Following the collapse of the Roman empire, the battle royal fell out of vogue as a form of entertainment until the 19th century, when it resurfaced in the United States.
Before 1865, when the Thirteenth Amendment to the United States Constitution was signed, battles royal often appeared on the undercard of boxing matches. These fights would normally involve five or six slaves fighting blindfolded and bare-knuckled. Depending on the pre-agreed rules, these fights would either last until one man was left standing, the winner, or until two remained standing, at which point the blindfolds would be removed from the combatants and the fight continued until one was unable to continue. The owner of the winner would receive the prize, which was usually small.
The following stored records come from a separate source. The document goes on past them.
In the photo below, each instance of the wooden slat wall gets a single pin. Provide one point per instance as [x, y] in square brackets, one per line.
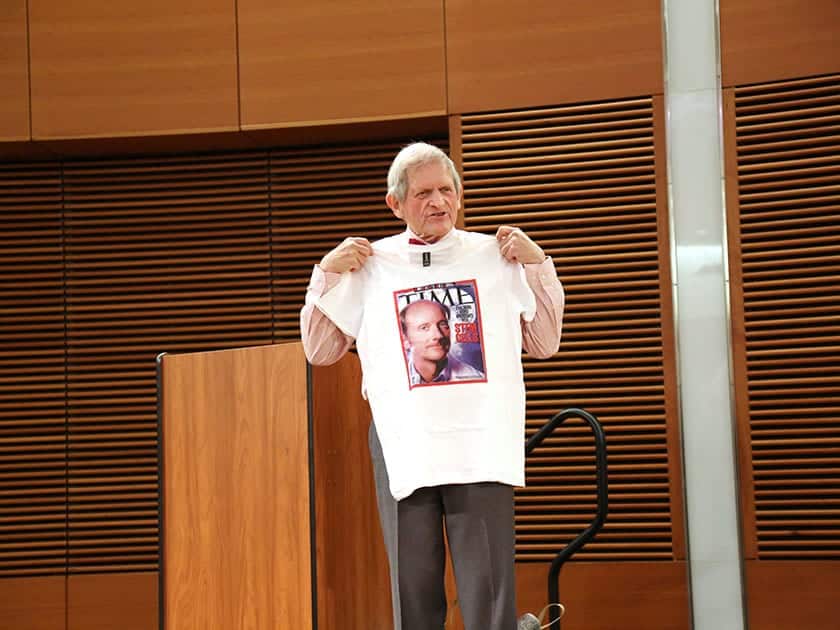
[32, 374]
[14, 72]
[586, 181]
[320, 196]
[162, 255]
[783, 175]
[127, 68]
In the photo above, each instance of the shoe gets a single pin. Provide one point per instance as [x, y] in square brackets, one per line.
[528, 622]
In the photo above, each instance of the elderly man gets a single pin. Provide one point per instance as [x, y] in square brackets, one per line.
[447, 452]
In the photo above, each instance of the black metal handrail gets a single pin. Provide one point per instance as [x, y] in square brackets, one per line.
[600, 516]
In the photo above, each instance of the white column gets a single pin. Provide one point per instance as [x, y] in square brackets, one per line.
[696, 187]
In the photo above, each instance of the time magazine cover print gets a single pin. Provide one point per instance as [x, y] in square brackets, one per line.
[441, 333]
The practice of fighting battles royal in this context continued long after the abolition of slavery. Some were still fought legally in the 1930s albeit with the use of gloves. However, most bouts in this period were fought illegally at "smokers," unsanctioned and unregulated boxing matches, as preludes to the main event. Almost all fighters at these contests, both legal and illegal, were still black African-Americans, although they were now allowed to keep their winnings which would be as little as $2, and not more than $5. A battle royal is the subject of the first chapter of Ralph Ellison's novel Invisible Man.
Many major black boxers of the early 20th century gained their first in-ring experience at these battles royal. Such fighters include Jack Johnson, Beau Jack, and Joe Gans.